When owner John Raymond Owens died at the end of World War II, his estate’s administrator put the property up for sale. And there it stayed. At that time, 1920s estates, no matter how grand or well located, had gone out of favor.
Finally, in 1948, Pamela Mason, wife of famed British actor James Mason, saw the Italian villa and fell madly in love with it. James Mason, while an admirer of Buster Keaton, was not enamored of the then-high $250,000 asking price and the money the estate would need for its upkeep. But he pushed down the asking price, way down. They bought the property in January 1949 for just $82,000.
Unfortunately, the Masons made major changes to the estate. Pamela wanted the house to be comfortable and convenient for her two children. She removed the fountain in the vestibule and replaced it with a merry-go-round. She covered the marble and oak wood floors with cork. When she started broadcasting her radio show from the house, she added acoustical tiles to the living room ceiling.
“I’ve made the house comfy,” said Pamela. “It was very beautiful. It’s no longer very beautiful, but it’s very cozy.” When Buster Keaton asked permission to show his wife, Eleanor, the
house, Pamela refused. She feared, she said, that the changes she had made to the interior would break his heart. She was probably right.
The Masons also subdivided the estate by selling off much of the property as three lots for new homes. The new cul-de-sac off Hartford Way, which provided access to the houses as well as the new entrance to estate, was named Pamela Drive in her honor.

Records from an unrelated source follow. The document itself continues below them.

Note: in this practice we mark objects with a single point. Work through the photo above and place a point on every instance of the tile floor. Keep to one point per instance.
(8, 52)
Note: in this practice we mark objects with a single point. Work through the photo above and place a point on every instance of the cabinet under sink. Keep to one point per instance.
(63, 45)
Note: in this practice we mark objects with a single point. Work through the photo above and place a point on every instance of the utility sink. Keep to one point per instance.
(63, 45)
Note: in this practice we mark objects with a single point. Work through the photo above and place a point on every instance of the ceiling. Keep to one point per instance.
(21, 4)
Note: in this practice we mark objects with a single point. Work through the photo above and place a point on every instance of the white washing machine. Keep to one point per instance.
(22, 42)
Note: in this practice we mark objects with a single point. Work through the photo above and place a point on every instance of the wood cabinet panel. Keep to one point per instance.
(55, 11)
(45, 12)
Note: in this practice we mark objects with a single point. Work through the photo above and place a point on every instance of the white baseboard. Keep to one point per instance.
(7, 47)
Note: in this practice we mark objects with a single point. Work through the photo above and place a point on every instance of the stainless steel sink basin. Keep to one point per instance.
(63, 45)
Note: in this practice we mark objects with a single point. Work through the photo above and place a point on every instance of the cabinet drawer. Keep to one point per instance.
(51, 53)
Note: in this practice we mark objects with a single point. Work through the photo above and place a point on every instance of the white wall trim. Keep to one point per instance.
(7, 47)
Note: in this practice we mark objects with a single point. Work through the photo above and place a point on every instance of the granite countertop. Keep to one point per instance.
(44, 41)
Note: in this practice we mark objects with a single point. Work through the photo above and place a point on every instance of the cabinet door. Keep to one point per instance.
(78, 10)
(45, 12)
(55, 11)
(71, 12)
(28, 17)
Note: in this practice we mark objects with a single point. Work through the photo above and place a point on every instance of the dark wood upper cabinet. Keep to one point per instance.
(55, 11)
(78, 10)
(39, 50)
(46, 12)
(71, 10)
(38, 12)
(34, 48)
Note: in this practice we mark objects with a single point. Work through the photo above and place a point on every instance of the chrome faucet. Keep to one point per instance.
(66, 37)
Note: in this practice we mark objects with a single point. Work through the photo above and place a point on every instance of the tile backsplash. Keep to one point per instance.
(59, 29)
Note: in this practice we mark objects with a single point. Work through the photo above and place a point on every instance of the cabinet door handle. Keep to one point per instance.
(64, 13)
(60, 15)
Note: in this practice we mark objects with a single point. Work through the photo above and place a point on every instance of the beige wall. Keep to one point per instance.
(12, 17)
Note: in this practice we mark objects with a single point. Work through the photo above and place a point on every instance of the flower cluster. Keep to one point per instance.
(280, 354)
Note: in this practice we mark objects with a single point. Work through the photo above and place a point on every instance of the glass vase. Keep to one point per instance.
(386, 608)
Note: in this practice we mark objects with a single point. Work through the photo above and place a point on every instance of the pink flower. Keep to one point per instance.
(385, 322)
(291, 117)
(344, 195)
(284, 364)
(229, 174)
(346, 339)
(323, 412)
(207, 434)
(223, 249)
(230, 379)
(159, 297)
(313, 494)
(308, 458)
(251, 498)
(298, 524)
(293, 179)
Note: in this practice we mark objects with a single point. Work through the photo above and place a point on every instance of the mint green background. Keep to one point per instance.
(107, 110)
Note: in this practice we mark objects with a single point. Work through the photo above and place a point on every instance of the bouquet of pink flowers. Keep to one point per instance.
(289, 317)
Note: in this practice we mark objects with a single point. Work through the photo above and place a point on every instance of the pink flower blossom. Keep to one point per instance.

Although Pamela Mason altered the mansion, she is the reason Buster Keaton’s home still stands today. After twenty-three years of marriage, Pamela divorced James Mason, accusing him of “habitual adultery,” in 1964. They each got about $1 million in community property. She got everything in the United States, while he kept all their property abroad. So Pamela got from the divorce settlement what she wanted most: her children and the villa. And she held onto both.

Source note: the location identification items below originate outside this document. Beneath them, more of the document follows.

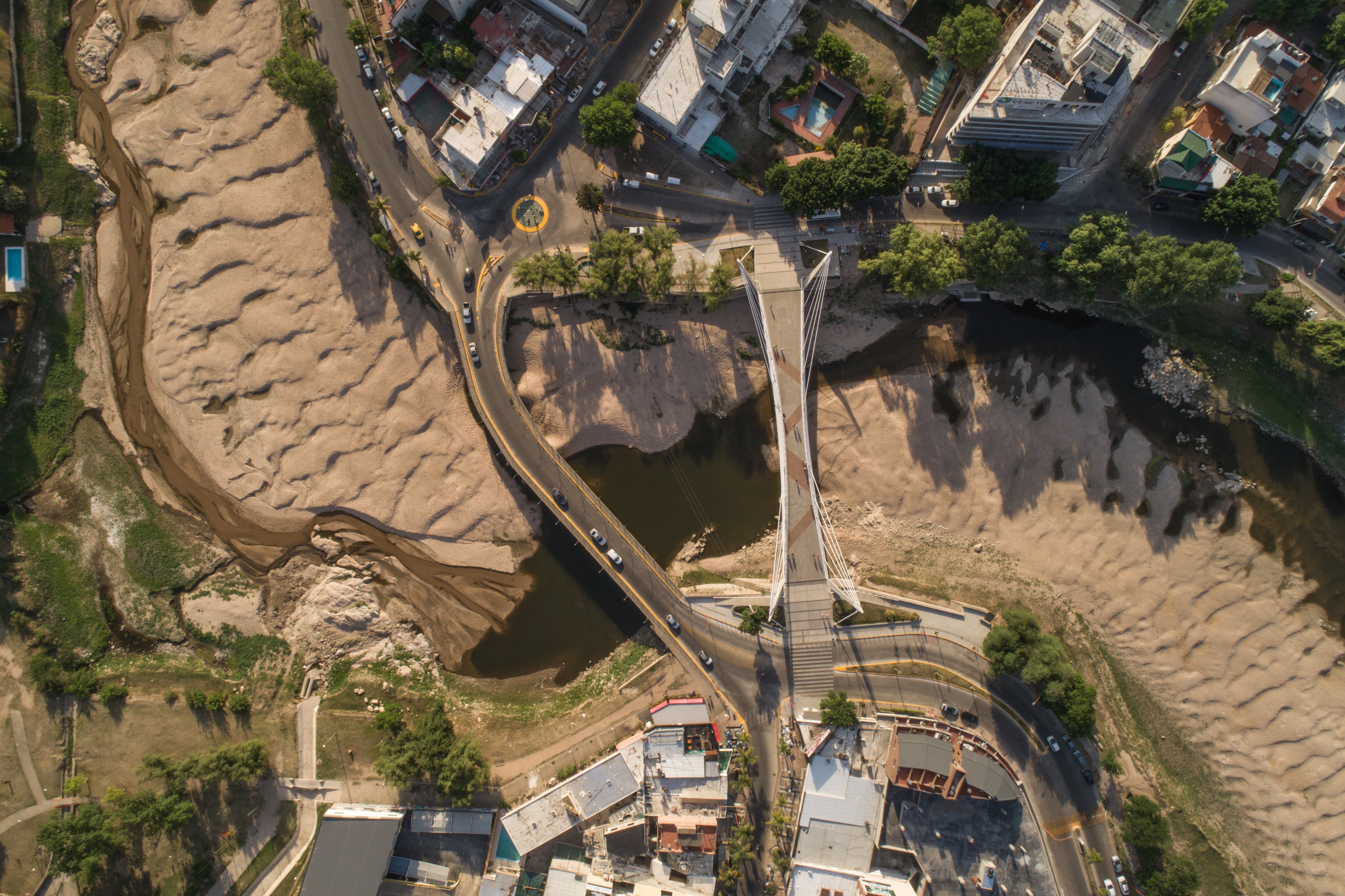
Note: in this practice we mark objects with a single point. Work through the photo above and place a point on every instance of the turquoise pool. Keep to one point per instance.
(822, 109)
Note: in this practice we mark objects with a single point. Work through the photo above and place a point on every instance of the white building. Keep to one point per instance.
(1249, 85)
(473, 142)
(723, 46)
(1059, 80)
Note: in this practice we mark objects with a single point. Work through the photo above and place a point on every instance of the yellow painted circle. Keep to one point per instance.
(530, 214)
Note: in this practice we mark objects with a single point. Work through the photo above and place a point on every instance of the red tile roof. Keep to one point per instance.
(1332, 206)
(1302, 88)
(1210, 123)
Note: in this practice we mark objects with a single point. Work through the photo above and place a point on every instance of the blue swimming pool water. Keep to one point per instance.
(821, 111)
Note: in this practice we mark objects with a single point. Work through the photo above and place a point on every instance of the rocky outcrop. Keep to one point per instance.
(97, 46)
(295, 373)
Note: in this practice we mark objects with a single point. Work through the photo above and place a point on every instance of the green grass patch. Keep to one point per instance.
(697, 576)
(60, 589)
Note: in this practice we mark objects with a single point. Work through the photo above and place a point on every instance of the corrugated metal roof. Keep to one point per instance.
(350, 856)
(923, 751)
(986, 774)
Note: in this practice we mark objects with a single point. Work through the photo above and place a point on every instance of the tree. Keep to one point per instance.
(590, 198)
(1243, 206)
(357, 31)
(1289, 14)
(81, 844)
(996, 252)
(1278, 311)
(752, 619)
(812, 187)
(299, 80)
(1202, 18)
(1180, 878)
(1099, 251)
(916, 263)
(1145, 827)
(969, 37)
(1327, 339)
(608, 123)
(1165, 272)
(863, 173)
(834, 53)
(1333, 42)
(721, 286)
(83, 683)
(838, 711)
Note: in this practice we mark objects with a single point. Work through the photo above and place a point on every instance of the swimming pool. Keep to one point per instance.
(824, 107)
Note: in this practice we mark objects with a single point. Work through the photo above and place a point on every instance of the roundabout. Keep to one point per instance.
(529, 214)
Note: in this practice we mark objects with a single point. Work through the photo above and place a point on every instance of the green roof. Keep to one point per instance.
(1190, 151)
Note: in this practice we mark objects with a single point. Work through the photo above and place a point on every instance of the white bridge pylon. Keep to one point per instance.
(808, 555)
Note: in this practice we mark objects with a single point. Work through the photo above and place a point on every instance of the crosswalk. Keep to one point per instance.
(774, 218)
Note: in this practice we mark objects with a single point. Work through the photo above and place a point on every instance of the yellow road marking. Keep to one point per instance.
(545, 494)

Over the years, Pamela hosted numerous glittering parties at the villa, which were attended by that era's celebrities: Elizabeth Taylor, Groucho Marx, and Vincente Minnelli, as well as rock stars who knew her college-age children. Pamela also let the house be filmed for The Godfather (1972).
Even with all the partying and moviemaking, Pamela made no substantive changes to the estate. She also didn’t maintain it. When something broke or fell into disrepair, she just closed the door and didn’t use that part of the house. When Pamela died in 1996, her daughter inherited the estate. Three years later, she sold the property to two investors who made extensive repairs to the estate.
In 2002, new owners purchased the Keaton estate, and they carried out significant additional work, reclaiming much of the original beauty that had been lost in the previous decades.